THE EVOLUTION OF VENUS
Because Venus is so close in size, mass, and density to Earth, it is sometimes thought of as Earth's twin. They are also alike in that they comprise fairly similar materials and probably formed at about the same time, roughly 4.5 thousand million years ago.
Their early histories may also have proceeded along similar lines. About 3.8 thousand million years ago, towards the end of heavy bombardment by meteorites, Venus had begun to separate into layers or differentiate. Under the influence of gravity the heavier elements formed a core, while the lighter elements formed a rocky mantle and a crust. As far as we can tell the interior of Venus is like Earth's, with an iron core roughly 3000 kilometres in radius, and a lighter rocky mantle forming the bulk of the planet. The mantle of Venus may even be convecting like Earth's, whereby hot material in the mantle rises before gradually cooling and sinking to be re-heated in a grand cycle taking many millions of years. Before the Magellan mission, one of the biggest questions geologists had was whether Venus had a system of plate tectonics like Earth, with mobile sections of crust or plates jostling against each other.
Venus interior.	Cross-section of Earth showing oceanic and continental crust.
On Earth, the crust is recycled. New crust is formed at mid-ocean ridges, while at the margins of the continents, old ocean crust is drawn downward and re-melted, a process which enables Earth to lose heat. Although there is evidence that convection of the mantle occurs on Venus, there appears to be no plate recycling going on. There are rifts and canyons, but nothing to indicate that they operate in the same way as Earth's mid-ocean ridges or spreading centres.
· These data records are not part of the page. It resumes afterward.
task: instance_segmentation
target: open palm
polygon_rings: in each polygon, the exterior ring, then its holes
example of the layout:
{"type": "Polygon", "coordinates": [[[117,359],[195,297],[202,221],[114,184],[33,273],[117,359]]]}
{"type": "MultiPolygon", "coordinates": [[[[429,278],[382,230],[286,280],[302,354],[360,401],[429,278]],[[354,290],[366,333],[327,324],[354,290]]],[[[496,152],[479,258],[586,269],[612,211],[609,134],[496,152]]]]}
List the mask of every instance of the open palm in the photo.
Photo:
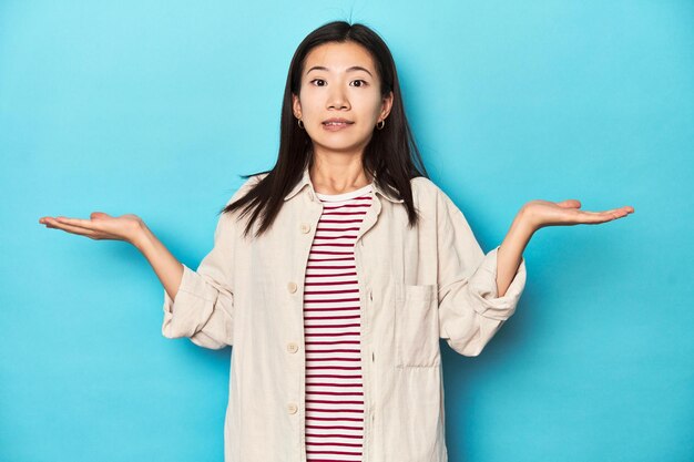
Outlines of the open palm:
{"type": "Polygon", "coordinates": [[[90,219],[44,216],[39,218],[39,223],[45,225],[47,228],[62,229],[91,239],[113,239],[129,243],[133,243],[143,225],[137,215],[126,214],[116,217],[103,212],[93,212],[90,219]]]}
{"type": "Polygon", "coordinates": [[[579,224],[595,225],[634,213],[634,207],[629,205],[603,212],[581,211],[581,202],[576,199],[562,202],[530,201],[524,205],[524,208],[535,228],[579,224]]]}

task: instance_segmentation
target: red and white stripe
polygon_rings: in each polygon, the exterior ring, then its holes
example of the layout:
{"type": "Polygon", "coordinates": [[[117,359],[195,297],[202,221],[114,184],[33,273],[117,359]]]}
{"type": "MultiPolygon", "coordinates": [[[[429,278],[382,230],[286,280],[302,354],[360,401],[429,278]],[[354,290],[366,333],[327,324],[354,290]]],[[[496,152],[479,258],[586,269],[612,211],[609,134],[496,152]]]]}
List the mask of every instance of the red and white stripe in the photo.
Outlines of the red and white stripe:
{"type": "Polygon", "coordinates": [[[364,388],[359,287],[354,246],[371,206],[371,185],[317,194],[323,215],[306,267],[306,459],[361,461],[364,388]]]}

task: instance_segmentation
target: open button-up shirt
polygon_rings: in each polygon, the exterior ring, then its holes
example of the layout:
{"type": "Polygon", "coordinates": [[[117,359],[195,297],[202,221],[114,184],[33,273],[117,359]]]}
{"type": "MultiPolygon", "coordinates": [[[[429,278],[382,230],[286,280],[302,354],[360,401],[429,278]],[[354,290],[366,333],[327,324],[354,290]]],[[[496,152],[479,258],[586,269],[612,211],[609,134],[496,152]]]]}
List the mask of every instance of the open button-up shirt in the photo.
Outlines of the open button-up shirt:
{"type": "MultiPolygon", "coordinates": [[[[484,254],[430,179],[412,178],[411,186],[418,226],[409,227],[401,199],[374,185],[355,244],[365,462],[448,460],[439,339],[479,355],[525,285],[521,259],[498,297],[499,247],[484,254]]],[[[306,461],[303,281],[322,211],[305,168],[266,234],[243,237],[248,216],[223,214],[197,270],[184,265],[175,301],[164,291],[165,337],[233,347],[225,462],[306,461]]]]}

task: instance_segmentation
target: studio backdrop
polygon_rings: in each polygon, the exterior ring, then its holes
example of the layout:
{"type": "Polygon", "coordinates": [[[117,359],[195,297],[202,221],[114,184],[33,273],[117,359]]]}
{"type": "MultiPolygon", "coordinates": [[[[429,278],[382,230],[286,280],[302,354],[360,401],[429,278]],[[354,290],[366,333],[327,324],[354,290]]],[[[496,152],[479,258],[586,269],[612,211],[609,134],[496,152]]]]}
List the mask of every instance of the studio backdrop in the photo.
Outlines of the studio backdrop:
{"type": "Polygon", "coordinates": [[[482,353],[441,340],[450,461],[692,461],[686,0],[0,2],[0,460],[223,460],[231,349],[162,336],[135,248],[38,219],[133,213],[196,268],[239,175],[274,165],[294,50],[336,19],[392,50],[484,251],[532,199],[635,208],[540,229],[482,353]]]}

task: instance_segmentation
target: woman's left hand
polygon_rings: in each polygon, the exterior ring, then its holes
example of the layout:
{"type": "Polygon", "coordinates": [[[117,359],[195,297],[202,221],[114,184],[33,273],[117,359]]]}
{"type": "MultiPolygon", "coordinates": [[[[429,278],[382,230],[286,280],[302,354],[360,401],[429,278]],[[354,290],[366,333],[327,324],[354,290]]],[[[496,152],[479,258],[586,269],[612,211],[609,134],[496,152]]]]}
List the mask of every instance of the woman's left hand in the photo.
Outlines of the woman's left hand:
{"type": "Polygon", "coordinates": [[[581,211],[581,202],[567,199],[562,202],[530,201],[523,205],[523,218],[532,229],[544,226],[596,225],[612,222],[634,213],[634,207],[625,205],[603,212],[581,211]]]}

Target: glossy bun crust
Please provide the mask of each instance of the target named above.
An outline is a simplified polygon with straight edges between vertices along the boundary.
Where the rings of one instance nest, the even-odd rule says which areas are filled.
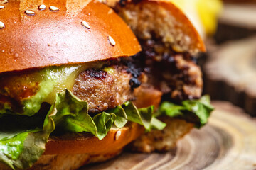
[[[40,10],[41,4],[46,8]],[[1,6],[0,73],[131,56],[141,50],[129,26],[100,2],[9,0]]]

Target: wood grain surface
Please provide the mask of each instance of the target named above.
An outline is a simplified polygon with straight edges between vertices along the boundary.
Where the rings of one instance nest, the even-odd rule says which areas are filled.
[[[256,35],[208,47],[205,92],[256,116]]]
[[[251,0],[254,3],[249,4],[245,0],[240,1],[224,4],[214,36],[217,43],[250,37],[256,33],[256,1]]]
[[[124,152],[82,169],[256,169],[256,119],[230,103],[213,102],[209,123],[194,129],[167,153]]]

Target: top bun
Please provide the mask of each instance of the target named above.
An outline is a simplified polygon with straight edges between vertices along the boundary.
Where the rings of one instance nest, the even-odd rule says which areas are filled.
[[[0,4],[4,6],[0,9],[0,73],[130,56],[141,50],[129,26],[100,2]]]

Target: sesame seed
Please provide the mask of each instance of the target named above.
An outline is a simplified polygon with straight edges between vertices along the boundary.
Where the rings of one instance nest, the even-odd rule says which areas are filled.
[[[4,0],[1,2],[1,4],[6,4],[8,3],[8,0]]]
[[[107,38],[109,39],[109,41],[110,41],[110,44],[112,46],[114,46],[115,45],[115,41],[114,40],[114,39],[111,36],[107,36]]]
[[[120,136],[121,136],[121,131],[117,130],[117,132],[116,133],[116,136],[115,136],[115,140],[118,140],[118,139],[120,137]]]
[[[4,28],[4,23],[0,21],[0,28]]]
[[[46,8],[46,6],[44,4],[41,4],[38,6],[39,10],[45,10]]]
[[[86,21],[82,21],[81,22],[81,24],[82,24],[82,26],[86,27],[86,28],[88,28],[88,29],[90,28],[90,26],[89,26],[89,24],[88,24]]]
[[[59,11],[59,8],[55,7],[55,6],[50,6],[50,8],[49,8],[51,11]]]
[[[26,14],[28,14],[28,16],[33,16],[35,15],[35,12],[34,11],[30,11],[30,10],[26,10],[25,11],[25,13]]]

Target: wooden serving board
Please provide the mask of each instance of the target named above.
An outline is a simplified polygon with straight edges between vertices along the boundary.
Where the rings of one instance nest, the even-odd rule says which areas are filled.
[[[215,100],[231,101],[256,116],[256,35],[208,45],[208,52],[203,67],[205,93]]]
[[[250,37],[256,33],[256,1],[232,1],[240,3],[224,4],[214,36],[218,44]]]
[[[213,102],[209,123],[167,153],[124,152],[82,169],[256,169],[256,119],[228,102]]]

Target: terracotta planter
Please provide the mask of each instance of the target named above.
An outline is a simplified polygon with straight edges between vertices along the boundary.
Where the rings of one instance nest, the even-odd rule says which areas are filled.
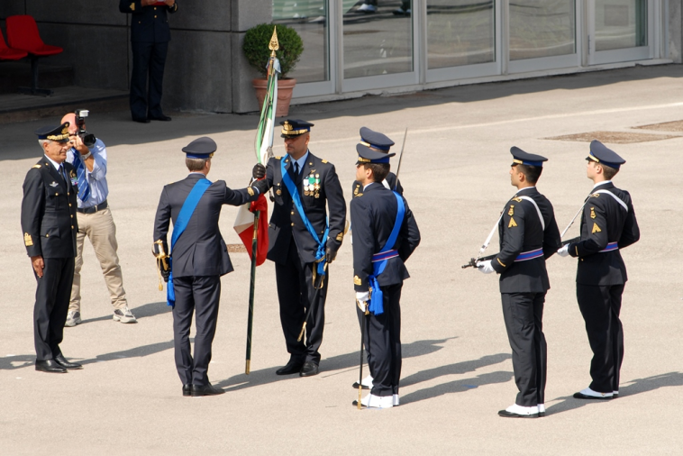
[[[259,111],[263,108],[263,100],[268,91],[268,79],[258,78],[251,79],[251,85],[256,90],[256,99],[259,100]],[[276,117],[286,117],[289,114],[289,102],[292,101],[292,91],[296,85],[296,79],[278,80],[278,106],[275,110]]]

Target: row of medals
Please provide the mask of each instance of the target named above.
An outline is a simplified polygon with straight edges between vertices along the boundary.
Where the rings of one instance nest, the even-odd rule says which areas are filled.
[[[304,196],[320,197],[320,174],[314,176],[311,173],[307,178],[304,178]]]

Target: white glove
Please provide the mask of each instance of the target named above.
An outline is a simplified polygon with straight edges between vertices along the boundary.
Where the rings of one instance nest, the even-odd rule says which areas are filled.
[[[365,312],[368,307],[368,300],[370,298],[369,291],[357,291],[356,292],[356,305],[360,312]]]
[[[490,260],[487,260],[486,261],[477,261],[477,269],[479,269],[479,272],[483,272],[484,274],[496,272],[496,269],[494,269],[493,266],[491,266]]]
[[[560,247],[558,251],[558,255],[560,257],[568,257],[569,256],[569,244],[565,245],[564,247]]]

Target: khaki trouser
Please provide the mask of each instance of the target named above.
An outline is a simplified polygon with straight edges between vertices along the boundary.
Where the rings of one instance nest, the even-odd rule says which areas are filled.
[[[119,256],[116,254],[119,245],[116,242],[116,225],[114,224],[112,212],[107,207],[95,214],[77,213],[78,233],[76,235],[76,269],[74,283],[71,287],[71,301],[69,312],[80,312],[80,269],[83,266],[83,244],[86,236],[93,244],[95,255],[100,262],[105,282],[109,288],[112,306],[114,309],[123,309],[128,306],[123,290],[123,277],[119,266]]]

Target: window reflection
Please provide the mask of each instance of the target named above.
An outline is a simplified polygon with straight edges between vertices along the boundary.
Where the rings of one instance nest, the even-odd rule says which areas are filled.
[[[647,0],[596,0],[596,50],[647,46]]]
[[[574,0],[510,0],[510,59],[573,54]]]
[[[494,61],[495,28],[494,0],[428,0],[428,68]]]
[[[344,78],[413,71],[412,3],[343,1]]]
[[[304,41],[304,52],[287,77],[302,82],[330,80],[327,2],[273,0],[273,23],[292,27]]]

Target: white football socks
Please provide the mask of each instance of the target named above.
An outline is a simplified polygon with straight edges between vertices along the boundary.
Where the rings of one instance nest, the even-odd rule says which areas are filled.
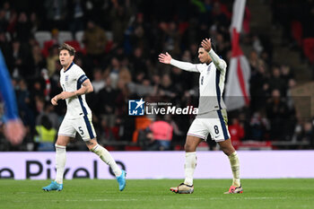
[[[66,161],[66,151],[65,146],[57,145],[56,146],[56,182],[58,184],[63,184],[63,175],[65,172],[65,166]]]
[[[196,152],[186,152],[186,164],[184,165],[186,177],[184,183],[186,185],[193,185],[193,174],[196,167]]]
[[[232,175],[233,175],[233,182],[232,186],[238,187],[241,184],[240,182],[240,161],[238,157],[237,152],[234,152],[231,155],[228,156],[230,164],[231,166]]]
[[[110,166],[112,171],[115,173],[116,177],[119,177],[122,174],[122,170],[118,167],[115,160],[112,158],[111,154],[104,147],[97,144],[94,148],[91,150],[92,152],[100,157],[100,159]]]

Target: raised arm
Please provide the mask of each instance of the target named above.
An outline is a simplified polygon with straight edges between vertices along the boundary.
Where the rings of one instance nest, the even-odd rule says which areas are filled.
[[[166,54],[162,54],[162,53],[160,54],[158,59],[161,63],[172,65],[182,70],[190,71],[190,72],[199,72],[197,70],[196,65],[175,60],[174,58],[171,57],[171,56],[168,52],[166,52]]]
[[[224,70],[227,66],[227,64],[226,62],[224,62],[223,59],[221,59],[218,57],[218,55],[213,50],[211,39],[203,39],[201,45],[204,48],[204,49],[205,49],[208,52],[216,68],[218,70]]]

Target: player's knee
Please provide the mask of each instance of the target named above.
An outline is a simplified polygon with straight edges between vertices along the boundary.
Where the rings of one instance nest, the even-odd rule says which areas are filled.
[[[223,153],[225,153],[227,156],[231,155],[234,152],[234,148],[232,146],[227,146],[227,147],[221,147]]]
[[[186,144],[184,144],[184,150],[186,152],[196,152],[196,148],[191,144],[186,143]]]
In bulk Earth and Venus are similar, but they have evolved in very different ways. The high temperatures of Venus' greenhouse atmosphere, as well as the lack of water, are likely to have played a major role in its geological evolution. The high temperatures may mean that the rocks near the surface are too buoyant to sink into the mantle and plate recycling does not take place. Instead Venus loses heat by the movement of hot material to the cooler outer layers.
A rising mass of hot material is known as a "plume", and can create volcanic rises and coronae on the surface. The features that are seen on the surface are a good indication that Venus works vertically rather than horizontally.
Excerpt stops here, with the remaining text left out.